Re: [PATCH 3/3] tmpfs: Add project quota interface support for get/set attr

[Date Prev][Date Next][Thread Prev][Thread Next][Date Index][Thread Index]

 



I've added Dave to the CC list, since he has a deep understanding
of the projid code since it originated from XFS.

On Sep 25, 2023, at 7:00 AM, cem@xxxxxxxxxx wrote:
> 
> From: Carlos Maiolino <cem@xxxxxxxxxx>
> 
> Not project quota support is in place, enable users to use it.

There is a peculiar behavior of project quotas, that rename across
directories with different project IDs and PROJINHERIT set should
cause the project ID to be updated (similar to BSD setgid).

For renaming regular files and other non-directories, it is OK to
change the projid and update the quota for the old and new IDs
to avoid copying all of the data needlessly.  For directories this
(unfortunately) means that the kernel should return -EXDEV if the
project IDs don't match, and then "mv" will create a new target
directory and resume moving the files (which are thankfully still
done with a rename() call if possible).

The reason for this is that just renaming the directory does not
atomically update the projid on all of the (possibly millions of)
sub-files/sub-dirs, which is required for PROJINHERIT directories.


Another option for tmpfs to maintain this PROJINHERIT behavior would
be to rename the directory and then spawn a background kernel thread
to change the projids on the whole tree.  Since tmpfs is an in-memory
filesystem there will be a "limited" number of files and subdirs
to update, and you don't need to worry about error handling if the
system crashes before the projid updates are done.

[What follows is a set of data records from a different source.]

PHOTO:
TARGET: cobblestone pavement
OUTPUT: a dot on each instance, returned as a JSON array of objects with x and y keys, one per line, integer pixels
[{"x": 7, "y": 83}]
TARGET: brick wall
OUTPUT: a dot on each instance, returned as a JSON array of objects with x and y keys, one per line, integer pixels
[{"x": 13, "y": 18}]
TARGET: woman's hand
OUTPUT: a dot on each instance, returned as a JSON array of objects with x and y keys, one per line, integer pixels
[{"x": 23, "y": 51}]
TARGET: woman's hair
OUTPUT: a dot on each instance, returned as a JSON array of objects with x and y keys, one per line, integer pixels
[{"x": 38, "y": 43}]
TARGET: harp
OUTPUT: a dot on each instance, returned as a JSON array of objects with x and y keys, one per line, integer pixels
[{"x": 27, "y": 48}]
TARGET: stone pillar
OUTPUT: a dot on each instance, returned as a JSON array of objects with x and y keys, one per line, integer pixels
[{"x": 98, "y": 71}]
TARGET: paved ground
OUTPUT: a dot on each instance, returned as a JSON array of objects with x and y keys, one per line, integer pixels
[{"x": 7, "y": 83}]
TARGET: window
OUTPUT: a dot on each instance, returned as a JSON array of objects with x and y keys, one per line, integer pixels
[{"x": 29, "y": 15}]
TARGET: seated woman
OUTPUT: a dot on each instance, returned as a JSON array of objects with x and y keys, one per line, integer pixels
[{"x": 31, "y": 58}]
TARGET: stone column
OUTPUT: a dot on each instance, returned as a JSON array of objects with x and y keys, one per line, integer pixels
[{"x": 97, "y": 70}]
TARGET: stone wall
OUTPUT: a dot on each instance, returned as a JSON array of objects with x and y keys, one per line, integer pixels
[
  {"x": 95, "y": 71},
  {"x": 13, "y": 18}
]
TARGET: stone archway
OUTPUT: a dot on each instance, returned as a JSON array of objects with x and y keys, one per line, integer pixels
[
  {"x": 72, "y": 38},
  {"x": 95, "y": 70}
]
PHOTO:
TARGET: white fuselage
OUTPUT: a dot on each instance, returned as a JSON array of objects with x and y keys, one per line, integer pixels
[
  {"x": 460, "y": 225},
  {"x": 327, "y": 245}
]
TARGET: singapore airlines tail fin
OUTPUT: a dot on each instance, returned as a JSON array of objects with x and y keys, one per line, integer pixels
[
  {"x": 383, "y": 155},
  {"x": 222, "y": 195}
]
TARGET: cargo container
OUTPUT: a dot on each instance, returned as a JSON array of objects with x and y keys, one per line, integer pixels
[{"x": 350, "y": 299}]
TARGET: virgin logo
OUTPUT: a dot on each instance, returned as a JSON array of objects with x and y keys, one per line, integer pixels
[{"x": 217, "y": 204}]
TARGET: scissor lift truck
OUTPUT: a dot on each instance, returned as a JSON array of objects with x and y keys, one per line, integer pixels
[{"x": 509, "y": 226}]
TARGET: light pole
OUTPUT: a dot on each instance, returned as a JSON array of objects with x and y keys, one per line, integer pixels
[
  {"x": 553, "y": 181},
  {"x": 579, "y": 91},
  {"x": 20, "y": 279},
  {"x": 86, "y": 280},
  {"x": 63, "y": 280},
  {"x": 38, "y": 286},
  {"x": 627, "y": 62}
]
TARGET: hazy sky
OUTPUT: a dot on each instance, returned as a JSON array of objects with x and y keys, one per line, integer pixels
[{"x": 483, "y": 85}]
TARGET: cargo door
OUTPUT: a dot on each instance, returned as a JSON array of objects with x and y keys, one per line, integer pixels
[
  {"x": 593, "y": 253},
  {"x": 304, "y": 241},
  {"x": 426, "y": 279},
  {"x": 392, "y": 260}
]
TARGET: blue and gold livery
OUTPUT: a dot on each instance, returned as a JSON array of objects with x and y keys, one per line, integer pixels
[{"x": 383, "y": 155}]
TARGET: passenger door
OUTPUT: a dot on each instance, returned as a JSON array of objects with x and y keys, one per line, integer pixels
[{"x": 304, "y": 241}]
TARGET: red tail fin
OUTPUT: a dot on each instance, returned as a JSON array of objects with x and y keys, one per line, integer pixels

While not 100% atomic, it is not *less* atomic than having "mv"
recursively copy the whole directory tree to the target name when
the projid on the source and target don't match.  It is also a
*lot* less overhead than doing a million mkdir() + rename() calls.

There would be a risk that the target directory projid could go over
quota, but the alternative (that "mv" is half-way between moving the
directory tree from the source to the destination before it fails,
or fills up the filesystem because it can't hold another full copy
of the tree being renamed) is not better.

> 
> Signed-off-by: Carlos Maiolino <cmaiolino@xxxxxxxxxx>
> ---
> mm/shmem.c | 35 +++++++++++++++++++++++++++++++----
> 1 file changed, 31 insertions(+), 4 deletions(-)
> 
> diff --git a/mm/shmem.c b/mm/shmem.c
> index 4d2b713bff06..744a39251a31 100644
> --- a/mm/shmem.c
> +++ b/mm/shmem.c
> @@ -3571,6 +3571,23 @@ static int shmem_fileattr_get(struct dentry *dentry, struct fileattr *fa)
> 
> 	fileattr_fill_flags(fa, info->fsflags & SHMEM_FL_USER_VISIBLE);
> 
> +	fa->fsx_projid = (u32)from_kprojid(&init_user_ns, info->i_projid);
> +	return 0;
> +}
> +
> +static int shmem_set_project(struct inode *inode, __u32 projid)
> +{
> +	int err = -EOPNOTSUPP;
> +	kprojid_t kprojid = make_kprojid(&init_user_ns, (projid_t)projid);
> +
> +	if (projid_eq(kprojid, SHMEM_I(inode)->i_projid))
> +		return 0;
> +
> +	err = dquot_initialize(inode);
> +	if (err)
> +		return err;
> +
> +	SHMEM_I(inode)->i_projid = kprojid;
> 	return 0;
> }

(defect) this also needs to __dquot_transfer() the quota away from the
previous projid, or the accounting will be broken.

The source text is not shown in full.